Para Nietzsche, la moral cristiana es un síntoma de la decadencia, de la enfermedad, que atraviesa la vitalidad en la cultura occidental: si en la Antigüedad, "bueno" equivalía a "elevado espiritualmente", "noble", "bello", "aristocrático", y "malo" a "ruin", "débil", "vulgar", "plebeyo", imperando una moral de señores, el cristianismo introdujo una moral de esclavos, que, llena de resentimiento y odio hacia la vida superior, invirtió los valores, considerando "buenos" a los hombres pequeños, mezquinos, ruines y bajos, mientras que los hombres nobles, superiores, elevados física y espiritualmente, eran calificados de "malvados". Desde entonces, el individuo vitalmente débil trata de rebajar al hombre superior, minando su plenitud y fortaleza vital. Partiendo de una Divinidad que se halla fuera de la vida, el cristianismo condena todo lo que es generoso, noble, fuerte y elevado espiritualmente.
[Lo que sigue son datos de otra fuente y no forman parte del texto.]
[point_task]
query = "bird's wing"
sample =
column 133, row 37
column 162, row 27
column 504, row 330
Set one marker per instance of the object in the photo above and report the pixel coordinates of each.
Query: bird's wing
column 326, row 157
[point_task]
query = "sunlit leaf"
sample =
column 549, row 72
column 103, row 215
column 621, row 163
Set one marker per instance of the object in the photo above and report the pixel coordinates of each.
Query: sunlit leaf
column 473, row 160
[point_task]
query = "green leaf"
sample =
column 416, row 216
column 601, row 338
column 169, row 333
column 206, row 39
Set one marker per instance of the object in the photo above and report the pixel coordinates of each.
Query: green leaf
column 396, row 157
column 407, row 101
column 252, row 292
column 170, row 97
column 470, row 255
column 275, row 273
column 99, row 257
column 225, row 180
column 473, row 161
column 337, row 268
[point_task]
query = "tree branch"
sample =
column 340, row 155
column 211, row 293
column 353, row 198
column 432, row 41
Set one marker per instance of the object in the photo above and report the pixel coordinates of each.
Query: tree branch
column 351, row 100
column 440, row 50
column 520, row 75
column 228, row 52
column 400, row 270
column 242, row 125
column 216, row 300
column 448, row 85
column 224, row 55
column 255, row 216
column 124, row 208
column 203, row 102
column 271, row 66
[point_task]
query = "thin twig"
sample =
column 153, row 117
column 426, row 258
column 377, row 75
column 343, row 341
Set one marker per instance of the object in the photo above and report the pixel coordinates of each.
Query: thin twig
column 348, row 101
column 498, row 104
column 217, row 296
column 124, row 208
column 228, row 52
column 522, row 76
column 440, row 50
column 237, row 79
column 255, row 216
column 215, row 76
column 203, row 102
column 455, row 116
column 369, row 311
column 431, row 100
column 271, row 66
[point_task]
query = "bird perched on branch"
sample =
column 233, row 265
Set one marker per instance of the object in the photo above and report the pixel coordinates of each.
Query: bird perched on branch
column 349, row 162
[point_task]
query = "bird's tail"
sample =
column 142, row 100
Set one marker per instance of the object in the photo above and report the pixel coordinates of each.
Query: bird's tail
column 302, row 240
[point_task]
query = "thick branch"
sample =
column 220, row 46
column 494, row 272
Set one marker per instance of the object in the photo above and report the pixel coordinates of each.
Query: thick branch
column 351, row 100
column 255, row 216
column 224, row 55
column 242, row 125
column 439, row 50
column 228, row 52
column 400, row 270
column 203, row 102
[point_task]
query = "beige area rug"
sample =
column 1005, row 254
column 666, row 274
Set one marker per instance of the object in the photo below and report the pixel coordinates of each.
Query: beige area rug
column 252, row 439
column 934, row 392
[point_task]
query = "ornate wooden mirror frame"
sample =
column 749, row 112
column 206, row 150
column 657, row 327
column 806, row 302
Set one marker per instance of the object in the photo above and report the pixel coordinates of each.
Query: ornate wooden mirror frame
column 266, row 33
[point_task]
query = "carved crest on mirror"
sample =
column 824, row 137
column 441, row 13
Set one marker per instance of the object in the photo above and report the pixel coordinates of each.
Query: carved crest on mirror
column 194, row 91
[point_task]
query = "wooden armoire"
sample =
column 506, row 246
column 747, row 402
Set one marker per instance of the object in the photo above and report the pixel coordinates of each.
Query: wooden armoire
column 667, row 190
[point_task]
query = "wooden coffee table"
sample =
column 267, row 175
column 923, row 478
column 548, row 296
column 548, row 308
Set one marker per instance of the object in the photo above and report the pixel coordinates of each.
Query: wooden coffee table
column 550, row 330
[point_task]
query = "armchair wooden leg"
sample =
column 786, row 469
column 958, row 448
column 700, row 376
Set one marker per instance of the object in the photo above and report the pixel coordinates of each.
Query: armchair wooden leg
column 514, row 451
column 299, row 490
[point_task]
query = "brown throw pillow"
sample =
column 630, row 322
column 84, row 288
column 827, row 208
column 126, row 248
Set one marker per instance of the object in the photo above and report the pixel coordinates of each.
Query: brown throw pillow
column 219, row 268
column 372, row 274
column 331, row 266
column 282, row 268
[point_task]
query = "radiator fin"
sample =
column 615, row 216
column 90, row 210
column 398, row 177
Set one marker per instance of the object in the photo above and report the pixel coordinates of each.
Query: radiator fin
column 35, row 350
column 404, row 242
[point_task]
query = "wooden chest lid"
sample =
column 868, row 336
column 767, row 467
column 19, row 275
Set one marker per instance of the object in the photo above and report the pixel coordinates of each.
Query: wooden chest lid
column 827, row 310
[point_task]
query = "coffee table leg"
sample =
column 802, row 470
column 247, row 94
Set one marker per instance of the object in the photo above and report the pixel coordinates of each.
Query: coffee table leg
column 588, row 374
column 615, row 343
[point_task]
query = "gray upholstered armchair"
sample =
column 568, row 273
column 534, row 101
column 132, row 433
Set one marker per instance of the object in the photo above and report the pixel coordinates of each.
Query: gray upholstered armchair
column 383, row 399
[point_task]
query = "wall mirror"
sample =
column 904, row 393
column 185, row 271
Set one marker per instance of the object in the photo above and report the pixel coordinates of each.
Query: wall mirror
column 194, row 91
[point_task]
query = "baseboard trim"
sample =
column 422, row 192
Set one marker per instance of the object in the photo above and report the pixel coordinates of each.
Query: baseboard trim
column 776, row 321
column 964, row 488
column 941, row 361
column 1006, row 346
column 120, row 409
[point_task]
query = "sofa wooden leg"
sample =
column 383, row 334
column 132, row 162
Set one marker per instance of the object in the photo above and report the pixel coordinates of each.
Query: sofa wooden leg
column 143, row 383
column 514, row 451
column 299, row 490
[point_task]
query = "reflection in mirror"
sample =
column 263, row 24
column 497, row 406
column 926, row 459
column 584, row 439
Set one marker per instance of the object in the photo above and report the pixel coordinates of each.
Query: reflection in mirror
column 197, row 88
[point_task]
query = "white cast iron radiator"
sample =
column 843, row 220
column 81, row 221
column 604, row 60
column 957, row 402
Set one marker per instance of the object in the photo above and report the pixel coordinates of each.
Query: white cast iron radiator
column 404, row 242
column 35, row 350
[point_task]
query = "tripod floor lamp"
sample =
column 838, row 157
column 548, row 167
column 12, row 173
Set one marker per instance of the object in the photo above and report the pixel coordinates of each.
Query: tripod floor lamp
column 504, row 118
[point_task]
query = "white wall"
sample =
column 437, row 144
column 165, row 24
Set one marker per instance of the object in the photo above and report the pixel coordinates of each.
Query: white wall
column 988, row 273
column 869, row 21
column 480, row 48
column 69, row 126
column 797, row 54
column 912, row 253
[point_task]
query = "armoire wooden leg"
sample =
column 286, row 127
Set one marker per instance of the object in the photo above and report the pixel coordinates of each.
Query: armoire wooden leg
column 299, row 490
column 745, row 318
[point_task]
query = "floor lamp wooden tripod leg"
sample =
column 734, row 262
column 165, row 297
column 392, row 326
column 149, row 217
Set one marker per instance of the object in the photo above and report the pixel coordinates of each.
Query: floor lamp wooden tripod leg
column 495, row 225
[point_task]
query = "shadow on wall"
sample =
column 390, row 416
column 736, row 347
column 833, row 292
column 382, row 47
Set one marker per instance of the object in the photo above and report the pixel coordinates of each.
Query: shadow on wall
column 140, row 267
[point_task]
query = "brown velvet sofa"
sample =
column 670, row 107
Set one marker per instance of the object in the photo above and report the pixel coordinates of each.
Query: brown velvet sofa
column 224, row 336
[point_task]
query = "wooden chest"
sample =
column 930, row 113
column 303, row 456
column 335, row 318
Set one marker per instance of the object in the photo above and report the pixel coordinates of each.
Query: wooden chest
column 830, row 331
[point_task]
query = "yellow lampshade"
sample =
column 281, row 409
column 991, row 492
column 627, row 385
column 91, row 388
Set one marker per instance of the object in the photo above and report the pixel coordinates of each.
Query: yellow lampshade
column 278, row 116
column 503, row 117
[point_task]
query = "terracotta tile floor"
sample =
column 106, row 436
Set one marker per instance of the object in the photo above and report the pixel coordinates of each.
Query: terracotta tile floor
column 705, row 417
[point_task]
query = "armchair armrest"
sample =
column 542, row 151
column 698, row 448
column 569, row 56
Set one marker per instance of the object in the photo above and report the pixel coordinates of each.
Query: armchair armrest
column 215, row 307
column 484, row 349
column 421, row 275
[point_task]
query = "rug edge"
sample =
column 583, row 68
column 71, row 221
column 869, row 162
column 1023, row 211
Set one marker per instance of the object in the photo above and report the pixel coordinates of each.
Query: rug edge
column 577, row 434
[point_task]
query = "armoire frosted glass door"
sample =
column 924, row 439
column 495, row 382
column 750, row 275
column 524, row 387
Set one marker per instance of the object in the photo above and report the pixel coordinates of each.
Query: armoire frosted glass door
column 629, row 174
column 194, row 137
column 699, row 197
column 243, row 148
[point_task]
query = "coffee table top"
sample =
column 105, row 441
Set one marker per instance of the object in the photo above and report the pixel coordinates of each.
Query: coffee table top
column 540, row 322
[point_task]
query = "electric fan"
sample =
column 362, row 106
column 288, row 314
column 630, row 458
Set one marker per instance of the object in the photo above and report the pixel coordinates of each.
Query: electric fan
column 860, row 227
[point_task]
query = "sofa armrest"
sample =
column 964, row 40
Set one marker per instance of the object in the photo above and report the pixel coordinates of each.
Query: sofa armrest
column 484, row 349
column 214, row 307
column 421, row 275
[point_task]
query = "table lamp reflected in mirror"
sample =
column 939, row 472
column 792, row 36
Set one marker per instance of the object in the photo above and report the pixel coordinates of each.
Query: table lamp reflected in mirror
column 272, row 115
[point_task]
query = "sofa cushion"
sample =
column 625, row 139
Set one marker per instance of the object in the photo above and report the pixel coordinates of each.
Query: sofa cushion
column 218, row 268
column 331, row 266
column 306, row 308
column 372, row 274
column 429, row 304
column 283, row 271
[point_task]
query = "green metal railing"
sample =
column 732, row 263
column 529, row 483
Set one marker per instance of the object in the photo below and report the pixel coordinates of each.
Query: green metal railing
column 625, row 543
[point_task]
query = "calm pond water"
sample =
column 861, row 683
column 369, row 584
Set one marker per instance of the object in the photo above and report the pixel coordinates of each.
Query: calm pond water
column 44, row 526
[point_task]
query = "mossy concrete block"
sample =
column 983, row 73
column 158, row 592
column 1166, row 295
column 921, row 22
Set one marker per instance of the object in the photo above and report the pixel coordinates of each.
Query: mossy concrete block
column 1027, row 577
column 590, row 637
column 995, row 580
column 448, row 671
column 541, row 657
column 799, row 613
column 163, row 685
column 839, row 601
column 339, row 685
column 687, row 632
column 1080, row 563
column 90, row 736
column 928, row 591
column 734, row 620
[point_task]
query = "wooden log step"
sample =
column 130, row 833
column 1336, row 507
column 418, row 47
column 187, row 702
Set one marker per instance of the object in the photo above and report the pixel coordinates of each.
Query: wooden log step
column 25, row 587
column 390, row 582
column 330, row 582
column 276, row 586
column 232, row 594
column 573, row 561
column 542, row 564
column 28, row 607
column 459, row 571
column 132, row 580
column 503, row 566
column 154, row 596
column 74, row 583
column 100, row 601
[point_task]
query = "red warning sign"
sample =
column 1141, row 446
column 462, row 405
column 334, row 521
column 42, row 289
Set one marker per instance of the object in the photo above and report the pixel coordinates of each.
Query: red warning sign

Paradójicamente, la moral de los débiles, era una moral de la fuerza, pues fue utilizada por estos para vengarse de los más fuertes y mermar sus energías vitales.
Sin embargo, con la Ilustración y el avance de la ciencia, se ha producido un acontecimiento decisivo: la "muerte de Dios". Nietzsche toma este concepto, sobre todo, de la Filosofía de la redención de Mainländer, pero reinterpreta su significado: si para Mainländer “Dios ha muerto”, en el sentido de que el óbito suicida de la Divinidad dio lugar al surgimiento del mundo, para Nietzsche son los propios seres humanos los responsables de haber “matado a Dios”, es decir, de haber dejado de creer en Él; dicho de otro modo, si en Mainländer la muerte de Dios es un problema ontológico, en Nietzsche es, más bien, un problema axiológico.
La “muerte de Dios” implica la pérdida del fundamento religioso sobre el que se sustentaba el sistema de valores de la cultura occidental, dando lugar al nihilismo, fenómeno por el cual, al eclipsarse el sol divino, todos los valores supremos que se habían sustentado en Él pierden su validez. Ahora, “falta el fin, falta la respuesta al por qué”, y la existencia humana se hunde en el vacío.
Entre los síntomas más evidentes que permiten diagnosticar el nihilismo contemporáneo, se encuentran los que Nietzsche califica de “modernos pesimistas decadentes”: Schopenhauer, Eduard von Hartmann, Bahnsen, Mainländer, Leopardi, Baudelaire, los hermanos Goncourt o la decadente música wagneriana…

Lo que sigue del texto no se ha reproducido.